The aneurysm of the membranous septum (AVS) is a congenital lesion that is usually associated with other congenital defects [3]. Aneurysm formation in the membranous septum is a common mechanism to reduce interventricular shunting in patients with ventricular septal defects and is believed to be usually benign in nature [4], and only an occasional finding [2]. This was an unusual case because the AVS caused such a severe obstruction of the RVOT.
An aneurysm of the membranous ventricular septum is a tissue dilatation of this portion, and since it is weak, it bulges to the right ventricle (RV) as a consequence of left ventricle pressure [2]. The most widely accepted theory regarding the etiology of a membranous septum aneurysm is that it forms during the course of spontaneous closure or diminution in the size of a ventricular septal defect (VSD) [3].
We could not find any previous data on the aneurysm of the membranous septum (AVS) in Syria. It occurs in 0.3% of patients with congenital heart disease [2]. However, one of the reported cases was in a 71-year-old woman with a history of previous myocardial infarction [5]. If aneurysms are rare (0.3% of congenital heart disease), the possibility that they cause obstruction is even rarer [2]. To the best of our knowledge, 11 similar cases have been reported since 1982. Before that, three articles mentioned it [6,7,8]. Only two of those 11 cases [4, 9] were in young children.
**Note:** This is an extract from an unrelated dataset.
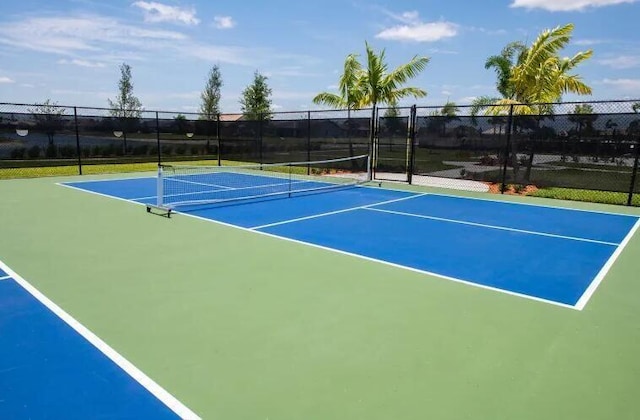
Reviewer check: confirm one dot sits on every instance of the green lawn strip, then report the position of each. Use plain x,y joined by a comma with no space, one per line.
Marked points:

One of these was in a child with dextrocardia and L-TGA [9] known as the so-called ‘windsock syndrome’ [10], which makes our case the second reported case in children in which an aneurysm of the membranous septum dynamically obstructed the RVOT. What makes this case more unique is that no muscular infundibular obstruction was found, although hypertrophied muscle was mentioned to be resected on the anterior wall of the right ventricle in the first reported case [4]. This indicates that the aneurysm was large enough to cause obstruction without any associated hypertrophied muscle.
Although other cases were diagnosed by transesophageal echocardiography [1] and confirmed by angiography, this was not necessary in our case.
The dyspnoea in this case was an ordinary finding among other cases [2, 11, 12]. However, one of the reported cases presented with chest pain and ventricular tachycardia [5], but that was the case with previous myocardial infarction. The skull and dental deformities should have warranted a genetics evaluation [13]. However, it could not be carried out due to the difficult circumstances. We could not review some of the previously reported cases thoroughly, as the full article was not available online [1, 14].
In conclusion, the occurrence of RVOT obstruction by a membranous ventricular septal aneurysm is very rare. Further studies are needed to obtain a more comprehensive understanding of aneurysms of the membranous septum (AVS).